Islamic feminism, as Shirazi describes it, seeks to recover what its proponents controversially argue is the ‘true Islam’, one which is based on compassion, equality and justice for all—including, most crucially, women and non-Muslims. In this it forcefully challenges conservative and ‘fundamentalist’ versions of Islam that are premised on the subjugation and repression of women and non-Muslims, not withstanding the pious proclamations of their proponents to the contrary. Shirazi describes the various strategies advocates of Islamic feminism employ as they go about their task of seeking to dismantle patriarchy in the name of Islam. A major focus of their efforts is critiquing certain fiqh or juridical rules that harshly impinge on women that were developed by medieval jurists. Islamic feminists insists, contrary to what the ulema or Islamic clerics, and hardliner Islamists, argue, that these are a later development, a human invention, and not part of the shariah or divine law. They point out that these fiqh prescriptions were developed by a class of male clerics who were heavily influenced in their understanding of Islam by the feudal, patriarchal context of their times, and so cannot be said to consist of divinely-revealed edicts. They argue that fiqh must remain dynamic if Islam is to retain its relevance, and that Muslims must come up with new, gender-just fiqh perspectives to conform to the demands and needs of Muslim women today. They see themselves as taking the lead in this task, recovering the lost agency and legacy of Muslim women scholars who, in early Muslim history, played a crucial role in the field of Islamic scholarship.

In dealing with the other principal sources of legislation and beliefs about women—the Quran and Hadith (statements about or attributed to the Prophet Muhammad)—Islamic feminists, as Shirazi shows through her analysis of a number of Islamic feminist texts—adopt a range of positions. In the face of certain Hadith reports that clearly militate against contemporary notions of gender equality and justice, some contend that the Quran is the only text that Muslims need to follow, and that, in any case, the corpus of Hadith is replete with fabricated traditions wrongly attributed to the Prophet by later Muslims simply in order to sanctify patriarchy and the subjugation of women. Hence, they argue, it is not reliable. Others argue that the seemingly patriarchal prescriptions contained in the Quran and the Hadith need to be viewed in the particular historical context of their revelation, in seventh century Arabia, and as relevant to that context but not as being binding and normative for all times.

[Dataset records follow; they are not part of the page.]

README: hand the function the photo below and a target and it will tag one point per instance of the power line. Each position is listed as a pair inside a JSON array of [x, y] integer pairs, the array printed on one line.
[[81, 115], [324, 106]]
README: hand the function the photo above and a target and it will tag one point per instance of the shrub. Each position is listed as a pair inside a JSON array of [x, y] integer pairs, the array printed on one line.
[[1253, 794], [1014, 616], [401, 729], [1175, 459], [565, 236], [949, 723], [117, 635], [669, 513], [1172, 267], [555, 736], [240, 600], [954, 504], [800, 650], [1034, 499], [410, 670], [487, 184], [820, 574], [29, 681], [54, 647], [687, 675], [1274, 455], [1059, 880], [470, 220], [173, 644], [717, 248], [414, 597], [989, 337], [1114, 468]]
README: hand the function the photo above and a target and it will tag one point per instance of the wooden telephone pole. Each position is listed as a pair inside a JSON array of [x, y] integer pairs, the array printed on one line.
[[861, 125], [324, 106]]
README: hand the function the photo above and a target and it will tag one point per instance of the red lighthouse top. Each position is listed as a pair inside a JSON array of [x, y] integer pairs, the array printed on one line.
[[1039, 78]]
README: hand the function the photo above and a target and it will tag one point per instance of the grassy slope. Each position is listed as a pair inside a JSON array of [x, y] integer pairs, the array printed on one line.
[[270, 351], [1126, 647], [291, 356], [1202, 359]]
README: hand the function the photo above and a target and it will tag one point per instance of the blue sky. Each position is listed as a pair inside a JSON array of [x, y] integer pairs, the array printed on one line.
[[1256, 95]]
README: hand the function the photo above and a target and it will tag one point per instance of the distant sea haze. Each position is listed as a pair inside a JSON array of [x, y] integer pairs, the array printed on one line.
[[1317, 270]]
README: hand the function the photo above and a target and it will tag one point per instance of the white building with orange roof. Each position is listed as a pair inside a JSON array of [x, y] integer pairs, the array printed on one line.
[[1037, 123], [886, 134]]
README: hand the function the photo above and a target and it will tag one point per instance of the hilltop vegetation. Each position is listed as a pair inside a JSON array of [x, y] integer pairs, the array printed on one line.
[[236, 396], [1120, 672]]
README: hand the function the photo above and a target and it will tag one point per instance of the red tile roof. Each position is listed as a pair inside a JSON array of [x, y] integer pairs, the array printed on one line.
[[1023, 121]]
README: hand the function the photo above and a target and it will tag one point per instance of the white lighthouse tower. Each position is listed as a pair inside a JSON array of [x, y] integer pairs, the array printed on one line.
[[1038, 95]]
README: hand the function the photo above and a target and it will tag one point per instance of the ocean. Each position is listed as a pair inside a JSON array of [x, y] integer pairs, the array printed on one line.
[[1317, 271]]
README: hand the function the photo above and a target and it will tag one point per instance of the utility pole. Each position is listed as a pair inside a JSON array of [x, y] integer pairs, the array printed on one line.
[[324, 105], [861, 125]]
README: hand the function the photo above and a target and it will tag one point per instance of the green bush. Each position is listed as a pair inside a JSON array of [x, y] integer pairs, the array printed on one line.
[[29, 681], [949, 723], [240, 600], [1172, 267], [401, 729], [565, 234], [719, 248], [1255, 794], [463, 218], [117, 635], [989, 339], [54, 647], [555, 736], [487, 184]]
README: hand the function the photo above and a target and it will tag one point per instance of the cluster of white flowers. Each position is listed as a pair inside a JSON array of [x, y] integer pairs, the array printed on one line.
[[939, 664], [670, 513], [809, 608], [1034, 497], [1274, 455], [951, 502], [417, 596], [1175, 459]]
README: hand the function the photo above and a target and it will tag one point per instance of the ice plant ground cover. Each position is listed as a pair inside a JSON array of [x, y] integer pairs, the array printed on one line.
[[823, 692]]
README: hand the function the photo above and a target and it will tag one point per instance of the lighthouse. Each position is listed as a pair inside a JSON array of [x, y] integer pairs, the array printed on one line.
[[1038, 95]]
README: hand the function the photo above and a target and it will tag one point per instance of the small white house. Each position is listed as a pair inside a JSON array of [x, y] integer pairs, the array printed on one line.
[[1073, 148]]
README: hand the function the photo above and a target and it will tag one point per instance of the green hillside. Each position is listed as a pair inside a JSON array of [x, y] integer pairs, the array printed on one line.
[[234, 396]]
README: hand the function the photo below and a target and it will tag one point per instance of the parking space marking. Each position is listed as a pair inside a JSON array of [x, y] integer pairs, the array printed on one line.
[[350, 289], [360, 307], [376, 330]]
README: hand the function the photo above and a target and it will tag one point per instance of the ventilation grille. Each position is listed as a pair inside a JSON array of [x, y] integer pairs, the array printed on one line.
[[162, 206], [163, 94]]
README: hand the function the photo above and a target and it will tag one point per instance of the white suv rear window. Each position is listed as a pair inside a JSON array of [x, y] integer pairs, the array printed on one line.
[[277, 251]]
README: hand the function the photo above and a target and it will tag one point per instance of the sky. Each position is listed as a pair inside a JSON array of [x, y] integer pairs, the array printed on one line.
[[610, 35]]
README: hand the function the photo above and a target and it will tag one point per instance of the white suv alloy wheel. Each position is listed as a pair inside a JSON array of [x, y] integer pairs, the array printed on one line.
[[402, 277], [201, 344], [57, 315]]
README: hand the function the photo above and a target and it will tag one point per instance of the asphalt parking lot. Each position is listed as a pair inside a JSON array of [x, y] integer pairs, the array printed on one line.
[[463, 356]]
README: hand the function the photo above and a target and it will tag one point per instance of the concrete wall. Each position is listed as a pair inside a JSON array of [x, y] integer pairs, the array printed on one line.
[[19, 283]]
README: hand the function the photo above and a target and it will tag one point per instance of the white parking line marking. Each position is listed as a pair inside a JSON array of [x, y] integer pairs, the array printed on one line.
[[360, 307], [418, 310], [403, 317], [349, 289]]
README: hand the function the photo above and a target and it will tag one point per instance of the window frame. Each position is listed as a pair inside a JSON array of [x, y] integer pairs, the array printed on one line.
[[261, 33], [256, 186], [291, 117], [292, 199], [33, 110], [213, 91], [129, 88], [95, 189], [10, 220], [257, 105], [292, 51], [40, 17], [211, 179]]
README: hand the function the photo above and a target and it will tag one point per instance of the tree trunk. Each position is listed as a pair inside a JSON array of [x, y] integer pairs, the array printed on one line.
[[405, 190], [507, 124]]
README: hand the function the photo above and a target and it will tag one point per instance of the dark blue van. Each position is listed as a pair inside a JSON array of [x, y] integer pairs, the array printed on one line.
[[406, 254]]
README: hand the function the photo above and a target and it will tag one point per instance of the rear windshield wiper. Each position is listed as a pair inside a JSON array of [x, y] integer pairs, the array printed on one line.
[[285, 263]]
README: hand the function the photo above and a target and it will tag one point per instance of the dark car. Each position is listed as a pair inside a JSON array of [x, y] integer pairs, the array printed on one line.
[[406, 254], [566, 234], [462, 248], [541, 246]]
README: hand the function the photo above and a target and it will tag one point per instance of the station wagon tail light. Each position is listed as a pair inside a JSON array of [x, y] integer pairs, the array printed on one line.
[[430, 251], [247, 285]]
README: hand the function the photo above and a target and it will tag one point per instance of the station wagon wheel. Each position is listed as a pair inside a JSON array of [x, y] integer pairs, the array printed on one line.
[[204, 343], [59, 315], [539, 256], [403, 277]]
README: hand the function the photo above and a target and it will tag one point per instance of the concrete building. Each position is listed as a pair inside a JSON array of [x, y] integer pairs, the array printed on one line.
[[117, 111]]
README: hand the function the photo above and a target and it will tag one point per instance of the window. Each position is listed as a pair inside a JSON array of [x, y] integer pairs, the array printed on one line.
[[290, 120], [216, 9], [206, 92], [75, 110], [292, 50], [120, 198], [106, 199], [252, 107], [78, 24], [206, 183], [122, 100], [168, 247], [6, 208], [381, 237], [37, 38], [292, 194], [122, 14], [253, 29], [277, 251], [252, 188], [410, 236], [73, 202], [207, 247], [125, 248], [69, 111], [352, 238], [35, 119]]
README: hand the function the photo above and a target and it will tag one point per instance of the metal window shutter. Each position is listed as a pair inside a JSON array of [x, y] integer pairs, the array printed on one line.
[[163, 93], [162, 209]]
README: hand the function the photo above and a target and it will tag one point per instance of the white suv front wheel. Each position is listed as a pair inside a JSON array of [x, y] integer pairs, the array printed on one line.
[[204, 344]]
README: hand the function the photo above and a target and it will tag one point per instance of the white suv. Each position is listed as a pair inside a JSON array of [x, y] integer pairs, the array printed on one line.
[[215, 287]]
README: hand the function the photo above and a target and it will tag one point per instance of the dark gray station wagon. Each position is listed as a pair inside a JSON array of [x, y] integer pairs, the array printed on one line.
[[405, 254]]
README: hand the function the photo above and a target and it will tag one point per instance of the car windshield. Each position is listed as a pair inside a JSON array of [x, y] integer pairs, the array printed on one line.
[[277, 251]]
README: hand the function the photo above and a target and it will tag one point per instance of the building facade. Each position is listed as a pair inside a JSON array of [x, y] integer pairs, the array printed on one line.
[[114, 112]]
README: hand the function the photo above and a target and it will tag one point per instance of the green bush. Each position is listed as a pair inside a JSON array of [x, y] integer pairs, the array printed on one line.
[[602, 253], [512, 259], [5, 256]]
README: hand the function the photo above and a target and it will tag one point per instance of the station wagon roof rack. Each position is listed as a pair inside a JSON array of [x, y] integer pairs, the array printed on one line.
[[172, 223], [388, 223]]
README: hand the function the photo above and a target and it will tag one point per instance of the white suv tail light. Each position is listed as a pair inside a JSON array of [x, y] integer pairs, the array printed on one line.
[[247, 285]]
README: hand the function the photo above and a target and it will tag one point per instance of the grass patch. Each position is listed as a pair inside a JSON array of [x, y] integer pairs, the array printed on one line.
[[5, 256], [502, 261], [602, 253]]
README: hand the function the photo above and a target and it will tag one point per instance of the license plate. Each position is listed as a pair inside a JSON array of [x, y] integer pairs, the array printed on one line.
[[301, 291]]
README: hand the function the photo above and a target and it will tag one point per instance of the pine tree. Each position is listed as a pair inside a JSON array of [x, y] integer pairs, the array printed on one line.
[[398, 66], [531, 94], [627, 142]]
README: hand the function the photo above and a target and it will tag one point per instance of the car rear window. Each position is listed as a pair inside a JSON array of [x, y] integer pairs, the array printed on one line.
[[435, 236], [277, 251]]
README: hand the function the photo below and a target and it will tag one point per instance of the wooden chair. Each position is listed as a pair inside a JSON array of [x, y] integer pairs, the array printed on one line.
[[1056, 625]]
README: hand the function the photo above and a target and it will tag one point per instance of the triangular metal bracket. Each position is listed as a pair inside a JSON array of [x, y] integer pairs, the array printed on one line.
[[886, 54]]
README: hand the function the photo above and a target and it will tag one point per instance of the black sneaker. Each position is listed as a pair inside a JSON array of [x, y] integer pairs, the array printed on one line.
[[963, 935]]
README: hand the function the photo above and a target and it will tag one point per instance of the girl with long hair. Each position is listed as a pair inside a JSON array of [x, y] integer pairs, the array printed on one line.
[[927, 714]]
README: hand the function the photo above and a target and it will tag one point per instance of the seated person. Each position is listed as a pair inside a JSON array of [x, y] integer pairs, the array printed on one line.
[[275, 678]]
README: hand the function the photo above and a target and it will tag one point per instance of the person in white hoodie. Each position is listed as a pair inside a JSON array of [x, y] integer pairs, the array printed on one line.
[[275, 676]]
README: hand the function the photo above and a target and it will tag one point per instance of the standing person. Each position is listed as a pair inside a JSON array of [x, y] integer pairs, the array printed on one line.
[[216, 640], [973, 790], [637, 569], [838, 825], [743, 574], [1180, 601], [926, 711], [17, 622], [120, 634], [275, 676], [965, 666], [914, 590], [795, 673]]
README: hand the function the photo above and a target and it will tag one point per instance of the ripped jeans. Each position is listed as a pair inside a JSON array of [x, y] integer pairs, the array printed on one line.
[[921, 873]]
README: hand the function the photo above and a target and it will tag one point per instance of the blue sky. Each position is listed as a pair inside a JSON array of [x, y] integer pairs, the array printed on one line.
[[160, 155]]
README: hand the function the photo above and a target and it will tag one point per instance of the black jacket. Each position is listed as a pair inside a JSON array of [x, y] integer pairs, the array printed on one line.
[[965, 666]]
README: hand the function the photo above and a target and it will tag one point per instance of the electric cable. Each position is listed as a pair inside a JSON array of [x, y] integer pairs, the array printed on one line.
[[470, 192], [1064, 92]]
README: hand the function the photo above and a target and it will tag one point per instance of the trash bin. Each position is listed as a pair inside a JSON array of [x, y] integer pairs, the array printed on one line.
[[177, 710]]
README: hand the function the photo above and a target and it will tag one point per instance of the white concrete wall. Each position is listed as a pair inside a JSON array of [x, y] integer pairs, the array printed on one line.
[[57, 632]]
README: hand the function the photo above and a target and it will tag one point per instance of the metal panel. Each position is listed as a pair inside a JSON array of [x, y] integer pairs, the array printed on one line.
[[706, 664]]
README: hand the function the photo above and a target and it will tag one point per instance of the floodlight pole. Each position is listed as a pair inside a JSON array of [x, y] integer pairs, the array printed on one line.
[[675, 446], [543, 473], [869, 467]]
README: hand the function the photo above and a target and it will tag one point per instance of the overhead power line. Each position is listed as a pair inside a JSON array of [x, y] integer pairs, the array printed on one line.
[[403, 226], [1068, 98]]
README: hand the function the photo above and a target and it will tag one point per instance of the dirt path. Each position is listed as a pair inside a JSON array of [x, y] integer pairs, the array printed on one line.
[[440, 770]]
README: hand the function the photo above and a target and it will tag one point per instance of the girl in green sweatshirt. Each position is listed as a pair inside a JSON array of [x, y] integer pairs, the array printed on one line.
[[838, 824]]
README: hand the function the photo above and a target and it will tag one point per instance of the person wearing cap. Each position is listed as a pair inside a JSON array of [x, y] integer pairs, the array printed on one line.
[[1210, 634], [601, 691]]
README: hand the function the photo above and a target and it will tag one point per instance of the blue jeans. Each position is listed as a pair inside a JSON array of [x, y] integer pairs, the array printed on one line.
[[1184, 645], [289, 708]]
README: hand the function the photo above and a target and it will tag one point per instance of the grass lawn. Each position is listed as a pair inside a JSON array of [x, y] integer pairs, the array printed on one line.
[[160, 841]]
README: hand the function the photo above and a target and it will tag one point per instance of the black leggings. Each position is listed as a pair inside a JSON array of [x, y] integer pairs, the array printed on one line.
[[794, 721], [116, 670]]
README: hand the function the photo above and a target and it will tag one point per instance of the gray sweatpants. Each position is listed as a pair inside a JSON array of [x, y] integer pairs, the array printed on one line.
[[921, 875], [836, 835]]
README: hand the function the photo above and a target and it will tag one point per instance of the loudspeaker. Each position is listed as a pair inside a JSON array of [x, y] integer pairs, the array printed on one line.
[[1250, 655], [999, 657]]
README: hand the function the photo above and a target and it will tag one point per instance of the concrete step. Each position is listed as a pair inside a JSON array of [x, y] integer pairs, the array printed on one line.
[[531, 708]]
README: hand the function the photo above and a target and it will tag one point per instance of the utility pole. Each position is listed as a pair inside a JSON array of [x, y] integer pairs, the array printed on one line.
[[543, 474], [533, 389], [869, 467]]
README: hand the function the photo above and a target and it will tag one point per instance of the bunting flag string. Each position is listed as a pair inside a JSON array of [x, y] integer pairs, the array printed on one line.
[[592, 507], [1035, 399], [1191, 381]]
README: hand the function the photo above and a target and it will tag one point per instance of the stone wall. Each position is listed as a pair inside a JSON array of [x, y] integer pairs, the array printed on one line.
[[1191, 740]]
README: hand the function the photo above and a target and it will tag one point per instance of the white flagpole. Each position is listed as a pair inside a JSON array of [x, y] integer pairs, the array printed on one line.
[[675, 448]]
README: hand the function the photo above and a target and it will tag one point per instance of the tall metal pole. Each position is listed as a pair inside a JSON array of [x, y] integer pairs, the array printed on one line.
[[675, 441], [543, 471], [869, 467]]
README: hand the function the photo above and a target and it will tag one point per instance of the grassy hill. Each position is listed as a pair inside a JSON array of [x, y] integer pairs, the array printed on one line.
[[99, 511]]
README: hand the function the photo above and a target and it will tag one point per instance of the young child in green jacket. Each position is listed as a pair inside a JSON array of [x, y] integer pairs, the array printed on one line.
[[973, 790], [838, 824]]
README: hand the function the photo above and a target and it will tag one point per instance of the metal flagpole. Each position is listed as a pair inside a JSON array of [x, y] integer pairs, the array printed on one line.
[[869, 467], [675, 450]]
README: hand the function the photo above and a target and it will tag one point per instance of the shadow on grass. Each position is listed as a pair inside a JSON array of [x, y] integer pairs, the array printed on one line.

Yet others argue for distilling what they call the spirit of the Quran and focusing on core values that they discern in the text, such as compassion, justice and equality, rather than being bound by a strictly literalist understanding of the scripture.

Citing the works—both literary as well as practical—of a vast number of Muslim women scholars and activists as they seek to counter patriarchy in the name of Islam, Shirazi concludes that their valiant efforts, derided and fiercely opposed by powerful patriarchal forces, truly herald the arrival of a ‘velvet jihad’, one that can play a key role in not just championing Muslim women’s rights but also in fashioning more compassionate and just understandings of Islam while critiquing and standing up to violent, authoritarian, patriarchal mullahs and Islamists who claim to represent Islamic authenticity. That, in short, is what this inspiring book is all about.